The city’s refurbished beauty bowled me over even as it dismayed me. When I was a boy the buildings were sooty and tarnished, grandeur in decline. Now every surface looked scrubbed, every brick repointed. But city boosters had overlaid it with neon, corporate logos, and all these tourists, so many of them that the locals looked like infiltrators, as beleaguered as when the Soviets were in charge. To make matters worse, there was a soccer match that night between the Czech Republic and Scotland, so the streets were filled with the blue plaid soldiers of the Tartan Army, Scotland’s die-hard, drink-harder legion of fans.

We tried to take refuge in a
pivnice,
or beer pub, but all of them were thronged with Scots. Then Litzi spotted a promising oasis, a trim bar with red walls and enough bookshelves to furnish a small library.

“How wonderful,” she said. “And it’s called Bar and Books.”

We settled happily onto a leather bench, but a single overpriced drink was all it took for us to see that it was more of a cigar parlor for the trendy than a haven for literary types.

“This is the future for people like us,” she said. “Books as décor, something to put on the wall where you sip your whisky.”

A man over her shoulder caught my eye. He stood by the door, attempting to project a casual air. Was it my imagination, or was he the same fellow I’d spotted reading a Russian newspaper outside the train station?

“Don’t turn around,” I said, “but tell me if you recognize that man by the door.” I looked away to keep from making him suspicious. Litzi leaned back against the bench and idly scanned the room.
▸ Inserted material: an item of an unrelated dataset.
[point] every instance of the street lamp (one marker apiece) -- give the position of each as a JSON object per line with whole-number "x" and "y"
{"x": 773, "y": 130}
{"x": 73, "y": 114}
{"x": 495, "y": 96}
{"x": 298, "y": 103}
“Which one?” she whispered.

I turned. He was gone. An operative for the Hammerhead, or a product of my overactive imagination?

“Never mind. Let’s go. We’re due at Karel’s in another fifteen minutes anyway.”

The Old Town Square was pandemonium, an invasion not of tanks but of kilted drunks, peeing against the walls of sixteenth-century chapels and kicking soccer balls high in the air to land on the heads of the hordes below, like cannonballs from siege guns.

“Poor Prague,” Litzi said.

We threaded our way toward Karel’s.

“How many years has it been?” Litzi asked as I pressed the button for his apartment.

“Forty. We moved the year after the Russians rolled in. Haven’t seen him since.”

The buzzer sounded. No sooner had we pushed through the entrance than a door rattled open two stories above. A shaggy head loomed above the railing, and a big voice boomed down the stairwell.

“My friend Bill! You are most welcome!”

I laughed appreciatively. Litzi and I hustled up the steps to find him grinning hugely with his arms spread wide. Karel had grown into a woolly bear of a man. His brown-gray hair was clean but uncombed, in contrast to the Trotskyite beard that he’d trimmed to a point. He wore a folksy sweater of thick wool and a threadbare corduroy jacket that draped him like a horse blanket. His eyes were the same sparkling blue they’d been at age fourteen, with a gleam that said he was still up for anything.

I introduced Litzi and he ushered us inside. Books and magazines were everywhere. Dust coated the screen of a small rabbit-ear television that barely postdated our friendship. Abstract paintings covered every wall.

“First things first,” he said. He poured three amber shots of Becherovka, the local herbal liqueur, and passed them around.

“To Bill,” he said, raising his glass, “who taught me to sing like John Lennon, party like Keith Richards, and sneak around like James Bond.”

Litzi, who had never seen much of the Keith Richards side, seemed greatly amused. I grimaced at the medicinal bite of the Becherovka, but it released a flood of memory—two teen boys plotting their stratagems in alleyways and on riverbanks, with one eye out for parents and another for any available girl.

“To Karel,” I said, “who taught me to run like the great Zátopek. For a lap or two, anyway. And who helped engineer my first real kiss.”